Creso Exploration Announces Closing of a Non-Brokered Private Placement

28/12/2012 5:07pm

Marketwired Canada


Creso Exploration Inc. ("Creso" or the "Corporation") (TSX
VENTURE:CXT)(FRANKFURT:C3X) announces the closing of part of the non-brokered
private placement announced earlier this month. The Corporation issued 3,400,000
"flow-through" units (each, a "FT Unit") and 8,400,000 units (each, a "Unit").
Each of the FT Units and Units was issued at a price of $0.05 for aggregate
gross proceeds of $590,000 (the "Private Placement"). Each FT Unit is comprised
of one common share of the Corporation issued on a flow-through basis and
one-half of a common share purchase warrant of the Corporation (each whole
common share purchase warrant, a "Warrant"). Each Unit is comprised of one
common share of the Corporation (a "Unit Share") and one Warrant. Each Warrant
entitles its holder to subscribe for one additional common share at an exercise
price of $0.10 during a 24-month period following closing of the Private
Placement. All securities issued pursuant to the Private Placement have a
four-month hold period. All securities issued under or in connection with the
Offering are subject to a hold period in Canada until October 7, 2012. The
Private Placement is subject to receipt of the final approval of the TSX Venture
Exchange.


An insider of the Corporation subscribed for $300,000 of the Private Placement.
This participation constitutes a "related party transaction" under Multilateral
Instrument 61-101 ("MI 61-101"), but the Corporation was exempt from both the
formal valuation and minority shareholder approval requirements of MI 61-101 in
connection with the Private Placement as neither the fair market value of the
securities issued, nor the consideration for such securities, in so far as it
involves interested parties, exceeded 25% of the Corporation's market
capitalization as calculated pursuant to MI 61-101.

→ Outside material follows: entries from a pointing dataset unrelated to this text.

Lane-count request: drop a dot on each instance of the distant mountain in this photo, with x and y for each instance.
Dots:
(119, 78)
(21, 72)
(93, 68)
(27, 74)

The net proceeds of the Private Placement will be used to finance the
exploration program of the Corporation and its working capital. 


About Creso 

The Corporation's principal mining exploration holdings are located in the
Shining Tree mining camp of Northern Ontario within 100 km of the Timmins and
Kirkland Lake mining camps.


FORWARD LOOKING STATEMENTS: This press release contains forward-looking
statements that address future events and conditions, which are subject to
various risks and uncertainties. Actual results could differ materially from
those anticipated in such forward- looking statements as a result of numerous
factors, some of which may be beyond the Corporation's control. These factors
include: results of exploration activities, general market and industry
conditions, and other risks disclosed in the Corporation's filings with Canadian
Securities Regulators.


Forward-looking statements are based on the expectations and opinions of the
Corporation's management on the date the statements are made. The assumptions
used in the preparation of such statements, although considered reasonable at
the time of preparation, may prove to be imprecise and, as such, undue reliance
should not be placed on forward-looking statements. The Corporation expressly
disclaims any intention or obligation to update or revise any forward-looking
statements whether as a result of new information, future events or otherwise,
except as required by applicable law. Depending on exploration results and
available financing, the Corporation may at any point modify its work program.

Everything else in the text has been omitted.